Brief Outline of Shoulder Subluxation
The shoylder complex enables extreme mobility due to its anatomical structure, but provides little stability. Shoulder subluxation is a partial dislocation of the ball-and-socket joint of the shoulder. A group of ligaments securely hold the humerus (upper arm bone) in the socket of the shoulder-blade or scapula. Should these ligaments be torn, subluxation may result, in which the ball of the humerus slips partially out of the shoulder socket.
Anatomy and physiology
The shoulder region is actually composed of five joints: the sternoclavicular (SC) joint, the acromioclavicular (AC) joint, the coracoclavicular joint, the glenohumeral joint, and the scapulothoracic joint, where the shoulder-blade glides on the chest wall. The articulation referred to specifically as the shoulder joint is the glenohumeral joint, whereas the other articulations are joints of the shoulder girdle. The structure of the shoulder permits a wide arrange of motion, allowing the positioning of the arm and hand. Instability in the shoulder joint complex, particularly following dislocation, can result in subluxation.
Cause of shoulder subluxation
A direct blow to the shoulder. A fall onto an outstretched arm. Strenuously forcing the arm into an awkward position.
Signs and symptoms
Sensation of the shoulder going in and out of joint. Looseness of the shoulder joint. Pain, weakness, or numbness in the shoulder or arm.
Complications if left unattended
Untreated subluxation can cause wear, and ultimately damage the internal structures of the shoulder, sometimes requiring surgery. Loss of mobility, ongoing pain, and osteoarthritic complications may result from untreated subluxation.
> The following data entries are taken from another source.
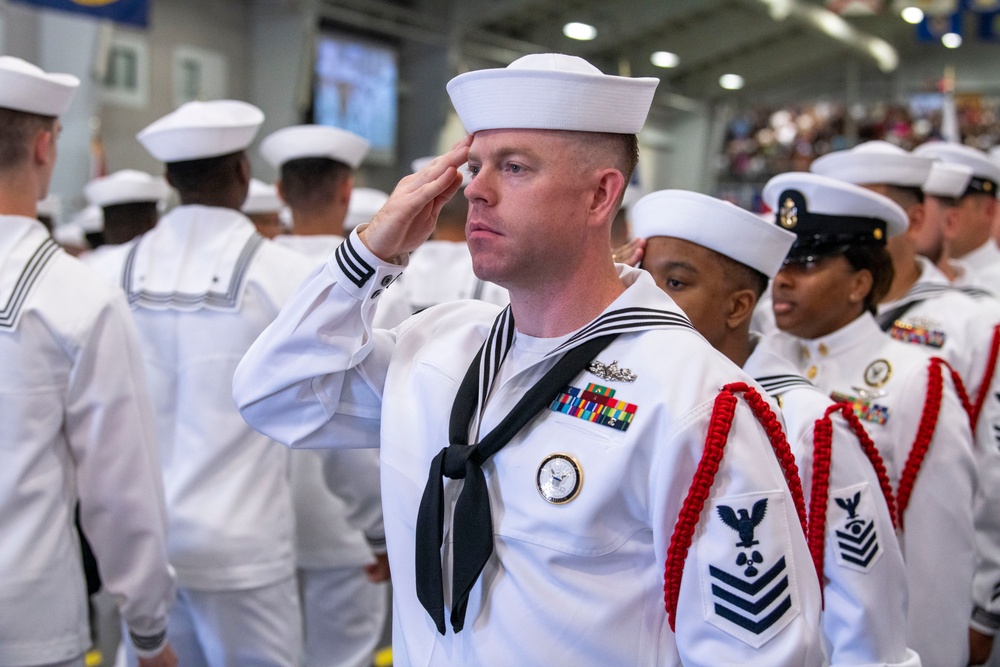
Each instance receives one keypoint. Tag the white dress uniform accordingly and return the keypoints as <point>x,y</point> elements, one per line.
<point>950,323</point>
<point>887,381</point>
<point>310,387</point>
<point>441,271</point>
<point>864,593</point>
<point>344,613</point>
<point>980,268</point>
<point>76,423</point>
<point>202,285</point>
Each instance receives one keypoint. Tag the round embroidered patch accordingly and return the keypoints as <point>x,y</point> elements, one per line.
<point>559,478</point>
<point>878,373</point>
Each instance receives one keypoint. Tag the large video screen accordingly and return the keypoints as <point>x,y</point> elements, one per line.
<point>356,88</point>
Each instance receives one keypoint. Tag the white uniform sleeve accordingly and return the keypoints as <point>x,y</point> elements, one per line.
<point>749,593</point>
<point>986,584</point>
<point>353,476</point>
<point>314,377</point>
<point>865,592</point>
<point>938,536</point>
<point>109,427</point>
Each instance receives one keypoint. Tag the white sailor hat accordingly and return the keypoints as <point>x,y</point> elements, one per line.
<point>301,141</point>
<point>90,219</point>
<point>422,162</point>
<point>199,130</point>
<point>70,234</point>
<point>124,187</point>
<point>551,91</point>
<point>714,224</point>
<point>874,162</point>
<point>948,179</point>
<point>364,204</point>
<point>262,198</point>
<point>985,173</point>
<point>25,87</point>
<point>829,216</point>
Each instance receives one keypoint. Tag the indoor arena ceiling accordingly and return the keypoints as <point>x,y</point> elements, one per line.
<point>766,42</point>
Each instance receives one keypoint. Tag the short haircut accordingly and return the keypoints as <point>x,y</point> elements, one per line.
<point>205,175</point>
<point>310,183</point>
<point>17,129</point>
<point>876,260</point>
<point>606,149</point>
<point>740,276</point>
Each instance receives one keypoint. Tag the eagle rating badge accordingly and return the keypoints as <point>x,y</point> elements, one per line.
<point>559,478</point>
<point>746,568</point>
<point>857,538</point>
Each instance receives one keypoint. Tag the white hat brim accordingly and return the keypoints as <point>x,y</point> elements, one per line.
<point>507,98</point>
<point>714,224</point>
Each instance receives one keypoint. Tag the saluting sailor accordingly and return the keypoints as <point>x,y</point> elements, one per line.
<point>558,546</point>
<point>715,260</point>
<point>202,285</point>
<point>922,308</point>
<point>76,415</point>
<point>824,299</point>
<point>441,270</point>
<point>972,254</point>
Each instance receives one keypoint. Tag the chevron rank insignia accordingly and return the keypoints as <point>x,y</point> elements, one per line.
<point>855,534</point>
<point>748,580</point>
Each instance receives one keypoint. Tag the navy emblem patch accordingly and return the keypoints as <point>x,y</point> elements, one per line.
<point>748,577</point>
<point>857,541</point>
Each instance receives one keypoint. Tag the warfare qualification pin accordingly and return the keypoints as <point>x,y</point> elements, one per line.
<point>878,373</point>
<point>559,478</point>
<point>788,216</point>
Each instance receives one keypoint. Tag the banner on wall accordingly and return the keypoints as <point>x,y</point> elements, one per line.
<point>132,12</point>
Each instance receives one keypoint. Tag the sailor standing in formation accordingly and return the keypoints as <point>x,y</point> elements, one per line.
<point>648,481</point>
<point>77,419</point>
<point>536,529</point>
<point>715,259</point>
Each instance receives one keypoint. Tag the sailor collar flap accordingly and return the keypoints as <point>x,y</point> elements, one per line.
<point>196,257</point>
<point>26,249</point>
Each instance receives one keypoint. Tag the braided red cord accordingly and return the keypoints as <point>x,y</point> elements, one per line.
<point>776,434</point>
<point>701,485</point>
<point>718,434</point>
<point>819,494</point>
<point>928,422</point>
<point>984,386</point>
<point>871,451</point>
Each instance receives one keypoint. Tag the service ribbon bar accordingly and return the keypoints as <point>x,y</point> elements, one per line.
<point>918,335</point>
<point>595,404</point>
<point>864,410</point>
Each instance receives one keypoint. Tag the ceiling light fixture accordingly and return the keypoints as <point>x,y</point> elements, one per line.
<point>731,81</point>
<point>951,40</point>
<point>581,31</point>
<point>912,15</point>
<point>665,59</point>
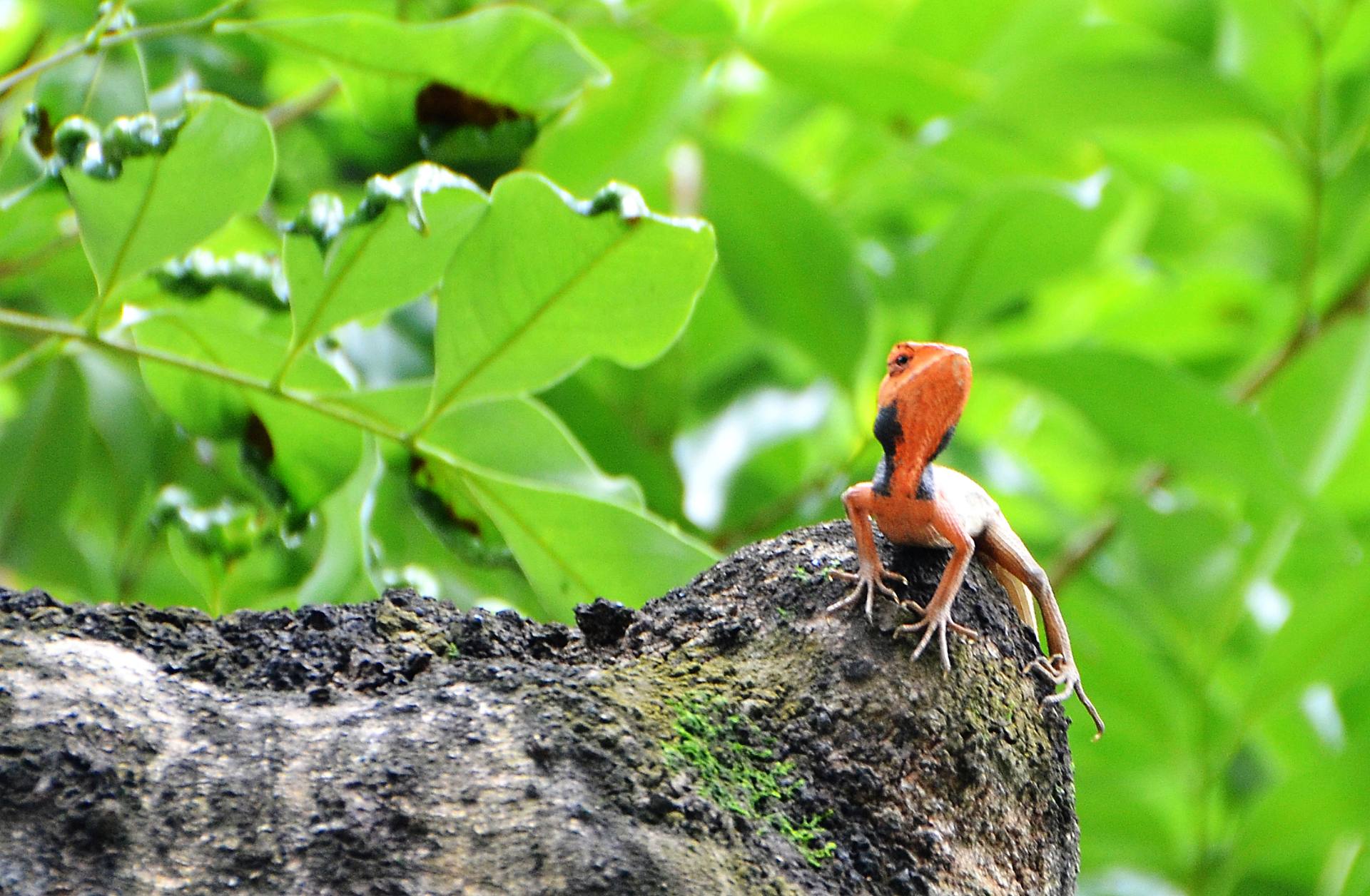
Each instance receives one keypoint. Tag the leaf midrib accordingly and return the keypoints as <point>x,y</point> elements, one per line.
<point>133,229</point>
<point>517,333</point>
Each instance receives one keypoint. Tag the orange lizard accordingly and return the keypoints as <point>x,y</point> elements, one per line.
<point>920,503</point>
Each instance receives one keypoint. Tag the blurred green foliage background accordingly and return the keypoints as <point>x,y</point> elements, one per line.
<point>1147,220</point>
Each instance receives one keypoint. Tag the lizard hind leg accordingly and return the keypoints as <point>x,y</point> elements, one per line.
<point>1018,594</point>
<point>1003,546</point>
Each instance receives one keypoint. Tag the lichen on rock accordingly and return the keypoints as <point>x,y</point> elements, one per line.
<point>407,747</point>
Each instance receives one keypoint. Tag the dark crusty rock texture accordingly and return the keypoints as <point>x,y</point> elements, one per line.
<point>714,741</point>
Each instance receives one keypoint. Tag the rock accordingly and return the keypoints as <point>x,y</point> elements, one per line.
<point>716,741</point>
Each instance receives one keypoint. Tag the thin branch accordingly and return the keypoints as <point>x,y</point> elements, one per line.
<point>99,39</point>
<point>1355,302</point>
<point>288,111</point>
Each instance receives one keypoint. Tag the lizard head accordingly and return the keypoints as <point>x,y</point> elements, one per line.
<point>924,391</point>
<point>926,367</point>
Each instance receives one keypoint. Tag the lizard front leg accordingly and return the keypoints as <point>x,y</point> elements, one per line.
<point>871,574</point>
<point>938,614</point>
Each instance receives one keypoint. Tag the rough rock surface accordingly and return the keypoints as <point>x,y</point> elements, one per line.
<point>710,743</point>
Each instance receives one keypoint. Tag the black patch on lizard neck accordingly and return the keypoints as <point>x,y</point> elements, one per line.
<point>926,488</point>
<point>888,433</point>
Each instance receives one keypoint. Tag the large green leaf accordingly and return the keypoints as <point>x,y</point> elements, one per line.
<point>791,265</point>
<point>504,54</point>
<point>378,265</point>
<point>310,454</point>
<point>574,549</point>
<point>521,439</point>
<point>41,451</point>
<point>544,282</point>
<point>220,166</point>
<point>1148,410</point>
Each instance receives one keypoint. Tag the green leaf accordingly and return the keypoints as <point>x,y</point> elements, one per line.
<point>310,454</point>
<point>504,54</point>
<point>861,54</point>
<point>1006,244</point>
<point>576,549</point>
<point>220,166</point>
<point>1148,410</point>
<point>544,282</point>
<point>1117,76</point>
<point>360,275</point>
<point>788,260</point>
<point>41,451</point>
<point>521,439</point>
<point>342,569</point>
<point>624,129</point>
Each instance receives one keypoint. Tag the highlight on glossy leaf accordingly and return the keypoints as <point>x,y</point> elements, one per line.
<point>162,205</point>
<point>345,266</point>
<point>546,281</point>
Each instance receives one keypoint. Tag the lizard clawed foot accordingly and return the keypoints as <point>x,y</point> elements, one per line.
<point>1062,673</point>
<point>869,583</point>
<point>936,623</point>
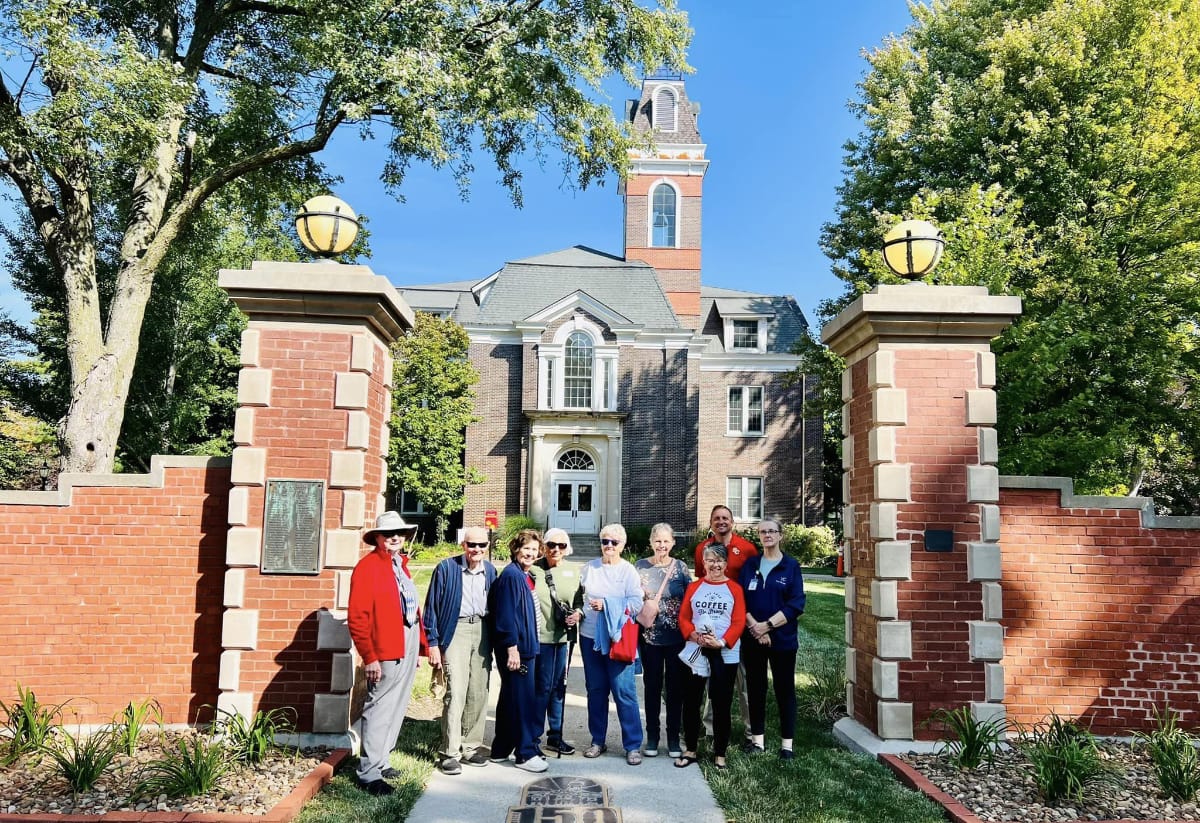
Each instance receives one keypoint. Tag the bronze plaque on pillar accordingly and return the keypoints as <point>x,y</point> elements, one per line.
<point>292,527</point>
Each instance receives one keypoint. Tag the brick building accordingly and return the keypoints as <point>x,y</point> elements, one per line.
<point>619,388</point>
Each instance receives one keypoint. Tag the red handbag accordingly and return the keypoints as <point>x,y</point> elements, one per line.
<point>625,649</point>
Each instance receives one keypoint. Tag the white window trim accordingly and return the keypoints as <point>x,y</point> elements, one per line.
<point>745,410</point>
<point>762,335</point>
<point>649,211</point>
<point>556,352</point>
<point>675,108</point>
<point>739,512</point>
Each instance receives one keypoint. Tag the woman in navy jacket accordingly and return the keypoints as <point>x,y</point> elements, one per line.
<point>774,594</point>
<point>513,613</point>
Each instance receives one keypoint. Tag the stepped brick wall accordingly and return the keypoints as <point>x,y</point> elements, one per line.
<point>1102,610</point>
<point>112,593</point>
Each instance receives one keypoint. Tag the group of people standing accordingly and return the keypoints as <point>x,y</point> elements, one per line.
<point>712,636</point>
- Surgery to repair the labrum
Rehabilitation and prevention
Following immobilisation and healing, strengthening exercises should be undertaken. Recovery depends on factors including the athlete’s age, health, history of previous injury, and severity of subluxation. If the shoulder subluxes frequently during activity, significant physical rehabilitation will be needed and possibly invasive surgery.
Normal sports activity may be resumed once a full range of motion without subluxation has been achieved. Prognosis is dependent on the severity of the subluxation and the athlete’s particular history. Subluxation is often due to previous shoulder injury and returning to athletics before full recovery can lead to further and worsening subluxation.